I’ve complained about these Appendix N posts before, so I won’t say anymore. However, it does my heart good to see that I’m not the only non-youngster who isn’t incredibly enthused with them!
> I think the trouble is that if you’re raised on Shannara and Dragonlance, that’s what you like.
Bobby,
Absolutely true. Of course, the same could be said of Tolkien and Robert E. Howard — which explains why there are so many devoted adult fans of both.
> it does my heart good to see that I’m not the only non-youngster who isn’t incredibly enthused with them!
James,
Part of my problem is that it’s been a looong time since I’ve read a book by L. Sprague de Camp, Fletcher Pratt, or Jack Williamson (for example), so I don’t think I’m always qualified to really challenge Tim and Mordicai on their critiques. For all I know, I’d have exactly the same reaction Mordicai had if I tried to read THE BLUE STAR today.

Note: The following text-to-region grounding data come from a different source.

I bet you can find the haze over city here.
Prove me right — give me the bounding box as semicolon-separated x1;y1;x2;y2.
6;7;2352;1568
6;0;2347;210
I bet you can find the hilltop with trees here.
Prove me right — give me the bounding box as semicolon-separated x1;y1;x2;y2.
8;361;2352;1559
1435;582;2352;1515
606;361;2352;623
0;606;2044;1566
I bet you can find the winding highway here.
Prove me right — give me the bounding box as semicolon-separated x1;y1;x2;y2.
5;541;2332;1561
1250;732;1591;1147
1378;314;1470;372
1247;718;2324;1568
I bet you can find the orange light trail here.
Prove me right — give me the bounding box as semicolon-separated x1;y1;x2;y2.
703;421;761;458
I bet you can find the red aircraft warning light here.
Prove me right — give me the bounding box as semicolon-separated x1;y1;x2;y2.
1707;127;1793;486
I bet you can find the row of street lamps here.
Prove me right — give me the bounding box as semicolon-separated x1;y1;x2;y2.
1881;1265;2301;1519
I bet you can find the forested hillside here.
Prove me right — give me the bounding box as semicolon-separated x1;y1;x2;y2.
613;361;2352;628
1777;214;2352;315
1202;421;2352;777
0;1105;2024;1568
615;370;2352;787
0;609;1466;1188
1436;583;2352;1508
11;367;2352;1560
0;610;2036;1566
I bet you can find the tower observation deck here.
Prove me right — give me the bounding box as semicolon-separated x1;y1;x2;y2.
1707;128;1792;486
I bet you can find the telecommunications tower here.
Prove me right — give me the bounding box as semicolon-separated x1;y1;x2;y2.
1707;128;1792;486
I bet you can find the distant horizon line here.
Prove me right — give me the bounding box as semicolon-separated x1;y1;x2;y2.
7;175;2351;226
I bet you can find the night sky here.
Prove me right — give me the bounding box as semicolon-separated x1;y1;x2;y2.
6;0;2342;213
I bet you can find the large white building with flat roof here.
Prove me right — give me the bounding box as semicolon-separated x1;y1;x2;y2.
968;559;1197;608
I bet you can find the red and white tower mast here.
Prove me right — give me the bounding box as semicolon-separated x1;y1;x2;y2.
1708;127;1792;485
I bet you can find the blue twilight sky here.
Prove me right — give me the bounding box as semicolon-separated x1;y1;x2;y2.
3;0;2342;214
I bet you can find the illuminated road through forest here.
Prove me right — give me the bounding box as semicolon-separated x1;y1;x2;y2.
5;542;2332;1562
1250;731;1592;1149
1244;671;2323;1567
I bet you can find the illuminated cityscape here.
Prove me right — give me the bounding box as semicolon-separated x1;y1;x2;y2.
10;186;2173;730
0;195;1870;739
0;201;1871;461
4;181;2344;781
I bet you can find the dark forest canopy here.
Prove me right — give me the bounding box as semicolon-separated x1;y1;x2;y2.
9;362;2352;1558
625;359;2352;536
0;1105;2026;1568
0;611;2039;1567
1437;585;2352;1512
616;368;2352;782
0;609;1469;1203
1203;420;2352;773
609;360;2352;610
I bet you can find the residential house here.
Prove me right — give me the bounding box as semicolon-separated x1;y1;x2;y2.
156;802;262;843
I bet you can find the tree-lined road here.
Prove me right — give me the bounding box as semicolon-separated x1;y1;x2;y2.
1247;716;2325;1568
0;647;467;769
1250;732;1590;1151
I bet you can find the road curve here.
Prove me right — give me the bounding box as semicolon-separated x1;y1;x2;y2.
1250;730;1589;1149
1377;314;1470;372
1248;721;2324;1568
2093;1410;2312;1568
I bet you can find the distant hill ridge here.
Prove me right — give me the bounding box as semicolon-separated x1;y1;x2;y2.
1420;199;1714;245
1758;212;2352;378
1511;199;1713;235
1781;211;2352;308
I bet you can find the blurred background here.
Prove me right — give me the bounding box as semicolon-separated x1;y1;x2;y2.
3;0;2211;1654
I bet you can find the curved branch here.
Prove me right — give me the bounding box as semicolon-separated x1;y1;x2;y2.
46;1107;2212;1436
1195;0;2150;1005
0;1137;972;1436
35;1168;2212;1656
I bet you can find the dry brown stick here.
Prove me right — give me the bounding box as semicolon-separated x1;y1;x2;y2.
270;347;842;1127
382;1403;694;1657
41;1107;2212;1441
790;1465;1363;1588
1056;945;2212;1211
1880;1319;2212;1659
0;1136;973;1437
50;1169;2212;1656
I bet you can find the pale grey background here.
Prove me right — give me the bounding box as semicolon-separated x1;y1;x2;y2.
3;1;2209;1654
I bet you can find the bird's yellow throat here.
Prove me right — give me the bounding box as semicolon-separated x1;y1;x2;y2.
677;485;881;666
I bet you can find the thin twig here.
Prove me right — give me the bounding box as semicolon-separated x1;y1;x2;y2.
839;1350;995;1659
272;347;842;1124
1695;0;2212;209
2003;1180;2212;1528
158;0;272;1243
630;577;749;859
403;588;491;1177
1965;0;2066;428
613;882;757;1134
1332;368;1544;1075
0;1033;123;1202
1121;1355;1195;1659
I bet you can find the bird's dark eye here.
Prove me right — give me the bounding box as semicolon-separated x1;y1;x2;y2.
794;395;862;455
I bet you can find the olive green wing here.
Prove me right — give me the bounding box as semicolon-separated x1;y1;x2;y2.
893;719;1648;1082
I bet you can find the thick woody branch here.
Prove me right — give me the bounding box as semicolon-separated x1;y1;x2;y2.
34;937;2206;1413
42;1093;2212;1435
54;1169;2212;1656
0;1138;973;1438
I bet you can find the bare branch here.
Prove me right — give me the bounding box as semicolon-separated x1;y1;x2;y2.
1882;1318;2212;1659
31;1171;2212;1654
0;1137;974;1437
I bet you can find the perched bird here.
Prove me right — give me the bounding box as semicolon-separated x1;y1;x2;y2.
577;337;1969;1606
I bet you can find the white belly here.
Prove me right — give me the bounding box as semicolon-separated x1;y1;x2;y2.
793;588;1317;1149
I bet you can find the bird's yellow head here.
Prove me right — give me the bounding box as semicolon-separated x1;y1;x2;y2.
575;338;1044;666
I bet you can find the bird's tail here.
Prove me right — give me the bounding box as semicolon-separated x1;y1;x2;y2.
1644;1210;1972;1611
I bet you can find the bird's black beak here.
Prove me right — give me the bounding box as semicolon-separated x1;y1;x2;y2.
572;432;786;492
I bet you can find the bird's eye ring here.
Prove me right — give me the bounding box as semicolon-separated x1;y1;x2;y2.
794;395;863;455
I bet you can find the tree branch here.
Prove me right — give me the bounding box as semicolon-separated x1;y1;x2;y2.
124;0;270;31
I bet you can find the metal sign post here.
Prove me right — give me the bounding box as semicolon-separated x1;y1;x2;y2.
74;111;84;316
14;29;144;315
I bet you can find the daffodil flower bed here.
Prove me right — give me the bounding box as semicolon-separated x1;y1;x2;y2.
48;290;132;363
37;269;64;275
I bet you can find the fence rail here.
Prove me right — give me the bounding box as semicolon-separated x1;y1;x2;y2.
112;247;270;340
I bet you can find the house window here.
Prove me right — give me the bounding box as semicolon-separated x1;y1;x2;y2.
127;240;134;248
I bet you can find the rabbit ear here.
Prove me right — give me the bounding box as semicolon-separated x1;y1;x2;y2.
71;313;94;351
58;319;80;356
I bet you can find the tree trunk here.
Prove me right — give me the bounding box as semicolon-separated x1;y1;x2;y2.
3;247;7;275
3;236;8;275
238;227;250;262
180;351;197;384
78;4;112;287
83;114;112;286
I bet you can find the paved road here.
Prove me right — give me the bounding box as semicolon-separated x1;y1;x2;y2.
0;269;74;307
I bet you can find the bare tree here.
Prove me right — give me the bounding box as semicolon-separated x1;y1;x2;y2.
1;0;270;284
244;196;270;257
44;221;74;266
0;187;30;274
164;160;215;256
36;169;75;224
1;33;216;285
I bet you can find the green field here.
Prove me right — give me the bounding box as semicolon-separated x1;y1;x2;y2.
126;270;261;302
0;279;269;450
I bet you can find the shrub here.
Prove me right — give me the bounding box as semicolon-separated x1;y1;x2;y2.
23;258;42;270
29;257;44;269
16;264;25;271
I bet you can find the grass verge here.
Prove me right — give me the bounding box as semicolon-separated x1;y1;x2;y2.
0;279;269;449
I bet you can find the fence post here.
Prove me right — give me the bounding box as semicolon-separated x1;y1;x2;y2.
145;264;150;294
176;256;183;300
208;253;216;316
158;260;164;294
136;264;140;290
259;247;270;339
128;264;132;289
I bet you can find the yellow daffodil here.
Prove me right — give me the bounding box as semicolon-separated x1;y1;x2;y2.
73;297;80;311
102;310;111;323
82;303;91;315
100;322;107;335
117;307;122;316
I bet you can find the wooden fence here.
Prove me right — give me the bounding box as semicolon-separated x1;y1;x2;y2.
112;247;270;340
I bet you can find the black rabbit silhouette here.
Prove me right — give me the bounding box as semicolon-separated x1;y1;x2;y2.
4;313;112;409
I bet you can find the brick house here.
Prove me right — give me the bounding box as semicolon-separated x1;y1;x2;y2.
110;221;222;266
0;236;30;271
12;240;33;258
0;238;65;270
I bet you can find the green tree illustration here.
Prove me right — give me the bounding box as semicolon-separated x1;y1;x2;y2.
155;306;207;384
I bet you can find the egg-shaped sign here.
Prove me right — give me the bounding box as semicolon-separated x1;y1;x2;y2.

On the other hand, I had just finished THE BEST OF FREDRIC BROWN when I came across Tim’s column of Fredric Brown, so I was able to assess his critique as thoroughly out to lunch with complete confidence.
I’ll add my name to the list of the “less than impressed” by these reviewers. I’m not sure what their tastes may be, but I’m fairly certain I don’t really share them.